Aaron Fowler: Into Existence is curated by Sandra Jackson-Dumont, Frederick P. and Sandra P. Rose Chairman of Education at the Metropolitan Museum of Art. From 2006–2014, Jackson-Dumont was Deputy Director for Education and Public Programs/Adjunct Curator in Modern and Contemporary Art at SAM. Jackson-Dumont will be Director and CEO at the Lucas Museum of Narrative Art in Los Angeles beginning in January 2020.

AARON FOWLER
Aaron Fowler (b. 1988; St. Louis, MO) received his MFA from Yale University School of Art in 2014 and his BFA from the Pennsylvania Academy Fine Arts in 2011. He was an artist-in-residence at the Skowhegan School of Painting and Sculpture in 2014 and was the recipient of the Rema Host Mann Foundation Emerging Artist Grant in 2015. Fowler has exhibited throughout the United States and abroad, including shows at Saatchi Gallery, SCAD Museum of Art, The Rubell Family Collection, Beeler Gallery, Columbus College of Art and Design (solo), Diane Rosenstein Gallery (solo), and the Studio Museum in Harlem. He lives and works in Harlem, Los Angeles, and St. Louis. For more information, visit aaronfowler.art.
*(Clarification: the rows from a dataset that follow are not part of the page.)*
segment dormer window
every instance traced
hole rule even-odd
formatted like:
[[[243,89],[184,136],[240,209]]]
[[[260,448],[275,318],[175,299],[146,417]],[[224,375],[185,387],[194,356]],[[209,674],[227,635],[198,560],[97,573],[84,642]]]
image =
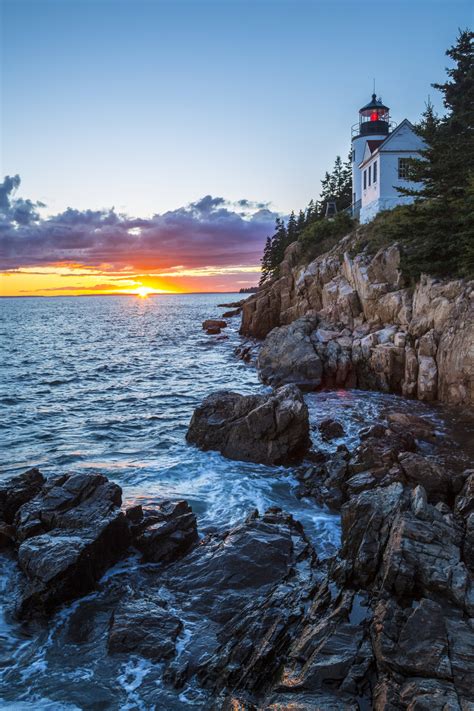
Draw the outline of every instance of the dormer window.
[[[410,159],[409,158],[399,158],[398,159],[398,178],[399,180],[408,180],[410,170]]]

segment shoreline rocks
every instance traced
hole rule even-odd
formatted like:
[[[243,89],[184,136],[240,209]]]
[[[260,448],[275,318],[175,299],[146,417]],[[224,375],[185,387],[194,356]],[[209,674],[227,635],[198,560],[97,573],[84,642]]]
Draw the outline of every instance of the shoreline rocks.
[[[145,561],[168,564],[197,543],[196,517],[185,501],[152,511],[121,510],[122,490],[101,474],[45,479],[33,469],[1,482],[0,536],[15,550],[15,614],[51,614],[91,592],[134,544]]]
[[[294,385],[268,395],[219,391],[196,408],[186,439],[229,459],[285,464],[309,447],[308,408]]]
[[[307,265],[290,245],[280,278],[243,304],[241,335],[265,339],[263,382],[473,404],[474,283],[408,287],[397,245],[351,258],[353,238]]]
[[[222,319],[209,318],[202,322],[202,328],[209,335],[217,335],[223,328],[227,327],[227,321]]]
© Seattle Art Museum. Photo: Natali Wiseman

Installation view of Aaron Fowler: Into Existence at the Seattle Art Museum.

EXHIBITION ORGANIZATION AND SUPPORT
SAM’s Gwendolyn Knight and Jacob Lawrence Prize is awarded biannually to an early career black artist who has been producing work for less than 10 years.

Aaron Fowler is a recipient of the Seattle Art Museum’s Gwendolyn Knight and Jacob Lawrence Prize. Funding for the prize and exhibition is provided by the Gwendolyn Knight Lawrence and Jacob Lawrence Endowment and generous support from the Jacob and Gwendolyn Lawrence Foundation.

ABOUT SEATTLE ART MUSEUM 
As the leading visual art institution in the Pacific Northwest, SAM draws on its global collections, powerful exhibitions, and dynamic programs to provide unique educational resources benefiting the Seattle region, the Pacific Northwest, and beyond. SAM was founded in 1933 with a focus on Asian art. By the late 1980s the museum had outgrown its original home, and in 1991 a new 155,000-square-foot downtown building, designed by Venturi, Scott Brown & Associates, opened to the public. The 1933 building was renovated and reopened as the Asian Art Museum in 1994 and will reopen on February 8, 2020 following an extensive renovation and expansion. SAM’s desire to further serve its community was realized in 2007 with the opening of two stunning new facilities: the nine-acre Olympic Sculpture Park (designed by Weiss/Manfredi Architects)—a “museum without walls,” free and open to all—and the Allied Works Architecture designed 118,000-square-foot expansion of its main, downtown location, including 232,000 square feet of additional space built for future expansion. The Olympic Sculpture Park and SAM’s downtown expansion celebrated their tenth anniversary in 2017.

From a strong foundation of Asian art to noteworthy collections of African and Oceanic art, Northwest Coast Native American art, European and American art, and modern and contemporary art, the strength of SAM’s collection of approximately 25,000 objects lies in its diversity of media, cultures, and time periods.